By the time companies see the data, the money is already spent and systems are already in production. Even with perfect visibility, nothing changes.

Atmoz works at the moment engineers are building, engaging them with immediate, simple recommendations that don’t slow them down. That’s where prevention becomes possible.

What does ‘AI-first’ product development look like at Atmoz?

We built a data foundation that reconstructs cost signals as resources are created, before billing data exists. That’s the hard part.

On top of that, we use AI where it matters most: interaction and execution. Our AI agent takes accurate, contextual data and delivers actionable recommendations directly within developer workflows.

Because the system is grounded in precise data, the guidance isn’t just intelligent, it’s reliable and immediately usable.

What are the biggest challenges in getting engineers to trust AI-driven recommendations?

Interestingly, it’s not trust in AI, it’s the belief that prevention is even possible.

For years, companies have been told they can reduce costs, yet around 30% of cloud spend is still wasted. That’s because most tools analyse waste after it happens, they don’t stop it.

Once engineers see an issue flagged in real time, with clear context and a simple fix, the skepticism disappears. It becomes tangible.

What is one leadership mistake that fundamentally changed how you operate?

Focusing too much on the product, and not enough on marketing early on.

Great products don’t speak for themselves, especially when you’re creating a new category. Marketing isn’t something you layer on later; it shapes how the product is understood and adopted. Starting early makes a significant difference.

Where do you see the biggest inefficiencies today?

The biggest inefficiency is the disconnect between engineering decisions and their financial impact.

Every time a developer deploys infrastructure or triggers an AI workload, they’re making a financial decision, without visibility into its cost implications.

AI is amplifying this. Costs are more volatile, and traditional feedback loops can’t keep up.

Atmoz brings cost awareness into that decision point, making efficiency part of the engineering discipline, much like security became over time.

At this stage, how do you define success?

Success isn’t a single milestone, it’s a series of moments.

Signing a new customer. Launching a capability that impacts spend. Getting a call from a customer excited because they just saved $30K on something they didn’t even know was happening.

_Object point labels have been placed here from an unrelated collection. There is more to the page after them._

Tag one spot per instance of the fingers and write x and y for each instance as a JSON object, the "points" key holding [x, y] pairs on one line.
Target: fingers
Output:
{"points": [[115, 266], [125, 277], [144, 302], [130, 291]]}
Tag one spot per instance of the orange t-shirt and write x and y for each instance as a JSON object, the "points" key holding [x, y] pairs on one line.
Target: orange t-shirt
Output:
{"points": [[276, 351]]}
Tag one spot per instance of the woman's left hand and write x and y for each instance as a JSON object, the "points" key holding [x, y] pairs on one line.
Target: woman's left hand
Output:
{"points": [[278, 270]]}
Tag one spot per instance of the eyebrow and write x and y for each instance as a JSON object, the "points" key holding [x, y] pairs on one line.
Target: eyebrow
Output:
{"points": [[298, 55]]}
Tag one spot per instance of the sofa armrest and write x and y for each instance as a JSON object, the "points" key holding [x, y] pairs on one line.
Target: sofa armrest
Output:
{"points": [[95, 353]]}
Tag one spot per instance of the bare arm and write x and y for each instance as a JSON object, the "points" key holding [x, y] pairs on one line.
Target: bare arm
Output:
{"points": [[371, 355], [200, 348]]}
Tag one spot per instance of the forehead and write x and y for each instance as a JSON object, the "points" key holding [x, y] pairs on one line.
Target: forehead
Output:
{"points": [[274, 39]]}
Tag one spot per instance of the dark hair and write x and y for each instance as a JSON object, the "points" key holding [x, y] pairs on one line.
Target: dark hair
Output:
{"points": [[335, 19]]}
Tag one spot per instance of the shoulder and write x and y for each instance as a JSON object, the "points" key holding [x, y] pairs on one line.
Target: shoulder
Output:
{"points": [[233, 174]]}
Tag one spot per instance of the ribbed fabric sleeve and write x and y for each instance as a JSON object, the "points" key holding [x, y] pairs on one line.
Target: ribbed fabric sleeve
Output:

Those moments are what drive us forward.

You’re defining a new category. What does it take to change long-held assumptions?

It starts with conviction. You’re asking people to question something they’ve accepted as normal.

But conviction alone isn’t enough, proof is everything. Category change happens when someone sees it working in their own environment and has that “aha” moment.

That’s why we focus on immediate, tangible value. When waste is prevented in real time, the mindset shift follows naturally.

Resilience also matters. When you challenge established models, you will be dismissed. The key is to stay grounded in the problem and keep showing evidence.

Has the industry been solving cloud waste the wrong way? Why hasn’t it changed?

I wouldn’t say wrong, FinOps tools solved the problem they were designed for. They brought visibility and governance, which was critical.

But they were built on the assumption that cost is something you analyse after it happens.

Today, cost is created instantly, when infrastructure is provisioned or AI workloads run. But feedback still comes later. That gap is the issue.

What’s changed is the pace of engineering. With AI, decisions are faster and costs are more dynamic. What used to be inefficient is now unsustainable.

That’s why prevention isn’t just an improvement, it’s becoming essential.

How will engineering teams work differently in five years?

Cost will no longer be treated as something external, owned by finance. It will become part of the engineering feedback loop, like performance or reliability.

Atmoz brings that awareness into everyday workflows, guiding better decisions without adding friction.

Over time, this shifts behaviour. Waste isn’t something you detect and fix later, it simply doesn’t get created.

The result is not just lower cost, but faster teams, better decisions, and more room to innovate.